The effects of substance abuse and eating disorders go far beyond the person suffering from it. Almost invariably, the lives of every single family member of the afflicted are touched as well. This makes communication between family members as important as ever. While skills like active listening and strategies like setting aside time to talk are essential, the nature of these disorders calls for special care. Here are a few things to keep in mind while communicating with a loved one who’s suffering.
Lead With Love
The lives of those suffering from substance abuse or eating disorders are full of isolation and darkness. One of the best ways to combat this is through communication, connection, and unconditional love.
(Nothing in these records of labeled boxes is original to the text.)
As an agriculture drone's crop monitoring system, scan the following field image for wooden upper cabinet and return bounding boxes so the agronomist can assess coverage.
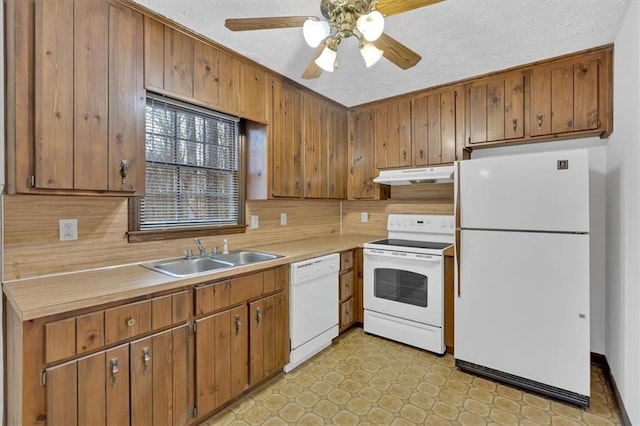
[411,90,456,166]
[28,0,144,194]
[467,71,524,145]
[349,108,384,199]
[327,106,348,199]
[271,81,303,197]
[302,93,328,198]
[163,26,194,97]
[239,62,271,123]
[375,99,412,169]
[531,55,601,136]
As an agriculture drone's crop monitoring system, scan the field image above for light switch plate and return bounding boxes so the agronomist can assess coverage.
[59,219,78,241]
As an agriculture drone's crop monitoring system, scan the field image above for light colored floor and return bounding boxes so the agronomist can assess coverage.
[203,328,620,426]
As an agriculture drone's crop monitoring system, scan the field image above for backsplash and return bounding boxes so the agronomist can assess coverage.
[3,195,340,281]
[3,185,453,281]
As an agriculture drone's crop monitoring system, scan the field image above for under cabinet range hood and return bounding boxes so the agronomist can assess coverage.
[373,166,454,185]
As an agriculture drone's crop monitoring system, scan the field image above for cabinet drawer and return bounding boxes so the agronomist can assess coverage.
[340,272,353,300]
[104,300,151,344]
[44,317,76,363]
[340,298,353,330]
[340,250,353,270]
[195,281,231,315]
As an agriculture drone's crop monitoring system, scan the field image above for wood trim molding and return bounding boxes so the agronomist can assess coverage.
[591,352,632,426]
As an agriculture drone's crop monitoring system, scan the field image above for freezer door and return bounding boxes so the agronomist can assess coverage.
[457,149,589,232]
[455,230,590,396]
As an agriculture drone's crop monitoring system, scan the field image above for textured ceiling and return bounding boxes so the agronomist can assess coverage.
[135,0,631,106]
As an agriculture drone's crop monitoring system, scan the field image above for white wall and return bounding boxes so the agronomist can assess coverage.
[606,1,640,425]
[471,138,607,354]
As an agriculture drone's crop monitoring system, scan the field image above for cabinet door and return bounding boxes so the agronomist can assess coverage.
[302,93,328,198]
[467,72,524,144]
[46,345,129,426]
[411,90,456,166]
[131,325,189,425]
[249,293,289,385]
[327,106,349,199]
[35,0,74,189]
[272,81,303,197]
[349,109,376,199]
[195,305,249,413]
[107,5,145,194]
[531,57,600,136]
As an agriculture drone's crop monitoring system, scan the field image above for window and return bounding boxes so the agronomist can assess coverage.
[129,94,244,241]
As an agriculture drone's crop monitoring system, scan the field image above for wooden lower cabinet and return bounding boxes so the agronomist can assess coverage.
[46,344,129,426]
[195,305,249,414]
[249,293,289,385]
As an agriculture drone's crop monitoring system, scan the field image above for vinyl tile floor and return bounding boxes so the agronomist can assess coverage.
[203,328,621,426]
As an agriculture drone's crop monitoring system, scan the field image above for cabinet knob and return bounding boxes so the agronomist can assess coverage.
[120,160,129,184]
[109,358,120,388]
[235,315,242,336]
[142,346,151,374]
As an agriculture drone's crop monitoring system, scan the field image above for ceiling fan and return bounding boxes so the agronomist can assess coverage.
[225,0,443,79]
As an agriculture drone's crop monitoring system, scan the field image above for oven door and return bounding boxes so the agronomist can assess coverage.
[364,249,444,327]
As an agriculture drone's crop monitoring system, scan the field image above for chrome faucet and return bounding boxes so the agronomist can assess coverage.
[193,238,207,256]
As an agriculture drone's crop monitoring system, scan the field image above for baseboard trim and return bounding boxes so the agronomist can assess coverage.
[591,352,633,426]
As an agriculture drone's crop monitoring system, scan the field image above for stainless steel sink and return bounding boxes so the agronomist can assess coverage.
[142,251,282,278]
[213,251,282,266]
[142,257,234,278]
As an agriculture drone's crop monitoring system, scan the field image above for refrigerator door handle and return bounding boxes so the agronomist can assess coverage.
[454,161,461,297]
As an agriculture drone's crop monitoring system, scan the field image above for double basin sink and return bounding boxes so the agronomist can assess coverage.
[142,251,282,278]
It’s easy to become angry and frustrated with the process: the relapses, the treatment episodes, the rebuilding. Believe us, we get it. We’ve had plenty of experiences from both sides of this coin. But we can also tell you from experience that no one is more frustrated with these things than your loved one. A sense of love and support from their families is essential to getting through the rough times.
Open Your Mind
If your loved one is in treatment or counseling for their substance abuse or eating disorder, they’re learning everything they can about their disease. While they may have had years of experience in learning who these things operate first-hand, they’re now learning the science behind the disorders and the relationship to their behaviors. We suggest you follow their lead and take this as an opportunity to be teachable. And while the internet is obviously a great resource for information, consider talking to your loved one about their struggles to get an idea of what their experiences have been. Open and honest communication breeds the connections we spoke of earlier.
Save Your Judgement
This can be seen as a corollary to the first suggestion. However, it’s important enough that it needs special mention. There are few quicker ways to put someone on the defensive than to judge them. And for those in recovery, that means putting the walls back up and returning to isolation. Try to remember that we don’t need to have an opinion about everything that happens around us. Rather than evaluating the events, simply observe them. If this sounds a lot like mindfulness, you’re on the right track. In fact, the Dalai Lama said, “Love is the absence of judgment.”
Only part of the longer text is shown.